# F#%^*#}{ car dealer!!!



## Phil-TT (Feb 11, 2011)

Car dealers have a largely poor reputation as a profession. I normally buy my cars privately and have therefore largely avoided any meaningful dealings with a car dealer.

However, as of Saturday this changed. All I can say is the man was a complete arsehole.

I arrived with my dad at the dealership to be met by the owner. He was talking on his bluetooth headset (bad start). He proceeded to hand me the key to the car and ignore me and my dad for the next 20 minutes. So we looked around the car and checked everything we normally would.

We then went in to his office to discuss it with him and here is where the real issue was. He was arrogant and mouthy from the start, I asked did it come with various paperwork and he laughed and tried to shout me down. Despite this, I was still interested in the car so indicated that I would like to come back on Monday during working hours to drive it and put down a deposit, but wanted to do an HPI check over the weekend too as he had just acquired it from a guy in Scotland. He went nuts. He start shouting about how I had insulted him by wanting to do the HPI check and that I was doubting his integrity, he said it was a genuinely insulting thing and that he could tell from me wanting to do that and the questions I asked him that I was too fussy and will never buy a car, he then told me he wouldn't sell me the car as a result. He then tried to lecture me and my dad (both of us just rolled our eyes and let the wanker rant on because there was no talking to him and the lack of intelligence on his part was frightening).

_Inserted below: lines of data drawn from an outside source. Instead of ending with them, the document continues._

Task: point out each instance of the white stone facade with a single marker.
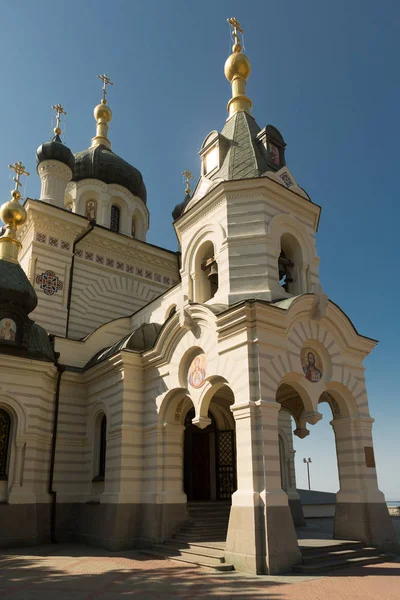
(160, 362)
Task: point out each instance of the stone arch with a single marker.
(18, 418)
(211, 232)
(212, 386)
(294, 253)
(171, 310)
(284, 223)
(17, 412)
(171, 406)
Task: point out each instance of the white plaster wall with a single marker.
(114, 275)
(27, 394)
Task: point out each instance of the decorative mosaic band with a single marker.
(108, 262)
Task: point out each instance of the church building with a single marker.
(147, 396)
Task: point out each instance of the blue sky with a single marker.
(325, 73)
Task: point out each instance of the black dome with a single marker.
(55, 150)
(15, 287)
(103, 164)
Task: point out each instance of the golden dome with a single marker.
(102, 112)
(237, 65)
(12, 213)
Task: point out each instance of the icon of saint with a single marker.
(311, 372)
(91, 210)
(197, 374)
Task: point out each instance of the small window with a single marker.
(103, 447)
(5, 429)
(211, 160)
(115, 217)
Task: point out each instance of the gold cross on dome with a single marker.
(106, 81)
(19, 169)
(188, 176)
(60, 111)
(236, 28)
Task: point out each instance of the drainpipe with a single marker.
(80, 237)
(60, 371)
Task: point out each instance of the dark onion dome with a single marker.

He continued to protest that he had been insulted and that I was too fussy, despite not making one complaint about the car :? By the end of the ordeal he said he would in fact sell me the car and to call him on Monday as it was "going nowhere". Phoned him this morning at 9:15. He told me the car was sold.

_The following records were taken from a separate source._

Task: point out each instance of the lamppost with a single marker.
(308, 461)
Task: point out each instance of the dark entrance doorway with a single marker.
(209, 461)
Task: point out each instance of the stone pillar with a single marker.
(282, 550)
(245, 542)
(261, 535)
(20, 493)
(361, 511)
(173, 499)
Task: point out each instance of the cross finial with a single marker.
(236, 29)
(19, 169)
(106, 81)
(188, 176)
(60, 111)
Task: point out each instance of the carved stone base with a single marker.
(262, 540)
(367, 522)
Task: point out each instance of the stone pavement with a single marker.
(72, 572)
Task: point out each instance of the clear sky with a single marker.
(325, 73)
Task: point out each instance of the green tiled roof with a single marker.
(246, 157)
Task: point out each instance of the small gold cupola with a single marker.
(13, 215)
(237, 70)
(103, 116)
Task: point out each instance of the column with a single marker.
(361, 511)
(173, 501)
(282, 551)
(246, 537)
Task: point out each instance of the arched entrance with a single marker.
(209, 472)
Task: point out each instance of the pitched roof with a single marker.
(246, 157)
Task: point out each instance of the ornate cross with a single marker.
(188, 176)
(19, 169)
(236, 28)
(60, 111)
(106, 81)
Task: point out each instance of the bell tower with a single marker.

In short, not only was he an arrogant, obnoxious bastard he was also a dishonourable bastard.

Any wonder people hate car dealers!


----------



## Gazzer (Jun 12, 2010)

tbh phil, am supried your father didn't just turn heels and walk out when he started ranting. any dealer worth his salt would be happy to deal with a customer in any way shape or form, it would have just taken a minute to say yes ok...........if you leave a deposit i can hold it until monday. end of story m8


----------



## Phil-TT (Feb 11, 2011)

He thought about it Gazzer, in fact, given the temper that my father and I both have we weren't far off trailing the fat fuck over his desk and breaking his jaw :lol: that would have shut him up.

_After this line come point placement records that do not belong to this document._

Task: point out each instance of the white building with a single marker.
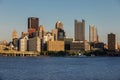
(34, 44)
(48, 37)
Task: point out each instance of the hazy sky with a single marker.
(104, 14)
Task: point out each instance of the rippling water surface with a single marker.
(59, 68)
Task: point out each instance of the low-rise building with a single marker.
(34, 44)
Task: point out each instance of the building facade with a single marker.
(93, 34)
(77, 47)
(80, 30)
(33, 24)
(111, 42)
(34, 44)
(58, 32)
(23, 43)
(55, 46)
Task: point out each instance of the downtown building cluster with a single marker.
(37, 39)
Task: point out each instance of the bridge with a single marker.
(18, 53)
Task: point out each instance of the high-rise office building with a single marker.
(80, 30)
(59, 25)
(111, 42)
(33, 23)
(58, 32)
(93, 34)
(33, 26)
(14, 34)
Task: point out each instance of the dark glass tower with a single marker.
(33, 23)
(80, 30)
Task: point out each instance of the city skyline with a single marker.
(103, 14)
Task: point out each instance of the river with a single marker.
(59, 68)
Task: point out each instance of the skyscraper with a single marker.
(33, 26)
(59, 25)
(80, 30)
(93, 35)
(33, 23)
(111, 42)
(14, 34)
(58, 32)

You're right though, he treated us like crap and made no attempt to facilitate us at all. Maybe he didn't want to deal with someone who knows a bit about cars and actually cares. Perhaps a blessing in disguise that I didn't get it.


----------



## roddy (Dec 25, 2008)

Honestly mate I think you stayed way too long in his office , and as for going back on monday ,,,,, mate are you daft !!!!! ( No no , I am not trying to be insulting )


----------



## CWM3 (Mar 4, 2012)

Phil,

You have 2 options, they are called legs....keep on walking buddy when you meet a dick like that, always another car just the same out there, plenty of decent dealers to deal with.


----------



## chassmash (Feb 16, 2012)

What,and thats with you wanting to give him your hard earned,imagine if you had of bought and had car trouble ,
Think you had a lucky escape there..........


----------



## Matt B (Apr 8, 2007)

Name and shame and supply his phone number, we can keep him busy on that headset for weeks lol


----------



## Phil-TT (Feb 11, 2011)

Glad to hear you saying all of this guys! I thought the same today, in fact I was seconds away from going up to the dealer to have "chat" with him. He was genuinely a complete and utter fuckwit.

His name is John, his mobile number is 07802393938 or 02890 342019. Work away. Fucking arsehole.


----------



## Matt B (Apr 8, 2007)

Phil-TT said:


> Glad to hear you saying all of this guys! I thought the same today, in fact I was seconds away from going up to the dealer to have "chat" with him. He was genuinely a complete and utter fuckwit.
> 
> His name is John, his mobile number is 07802393938 or 02890 342019. Work away. Fucking arsehole.


Gonna need the website so we can tell what cars he has in stock lmao


----------



## scottishloveknot (Feb 8, 2009)

i would have told him to do one, your the customer end of day

few year back i walked in to audi with a hooded top on and jeans seen a tt i liked, and when i like i car i buy it that day cut along storey short i tried to haggle the trade in as they offered me 3k for my a3 i bought for 8k 18 month earlier,did not even offer me a test drive then the guy turned around and said to me can you really afford this car! i said my goodbyes and walked out

went back on autotrader saw another car drove 10 mile down the road got what i wanted for my car and paid the rest cash

so dont worry there always is another car around the corner


----------



## Phil-TT (Feb 11, 2011)

Matt B said:


> Phil-TT said:
> 
> 
> > Glad to hear you saying all of this guys! I thought the same today, in fact I was seconds away from going up to the dealer to have "chat" with him. He was genuinely a complete and utter fuckwit.
> ...


 :lol: true!! http://jandfgroup.com/

Work away guys :lol:


----------



## Tritium (Apr 25, 2011)

Phil-TT said:


> ............He was talking on his bluetooth headset (bad start). He proceeded to hand me the key to the car and ignore me and my dad for the next 20 minutes. So we looked around the car and checked everything we normally would...................


I would have walked at that point the danger sign was flashing big time mate. Any "dealer" who cant be @rsed to deal doesn't deserve any customers - there are plenty more cars about.

Brian


----------



## Phil-TT (Feb 11, 2011)

Tritium said:


> Phil-TT said:
> 
> 
> > ............He was talking on his bluetooth headset (bad start). He proceeded to hand me the key to the car and ignore me and my dad for the next 20 minutes. So we looked around the car and checked everything we normally would...................
> ...


The more I look back at the whole thing, the more I can't believe I actually stayed! I think the fact I liked the car made me stay longer than I should have. The guy was a complete asshole. A thoroughly dislikable person!


----------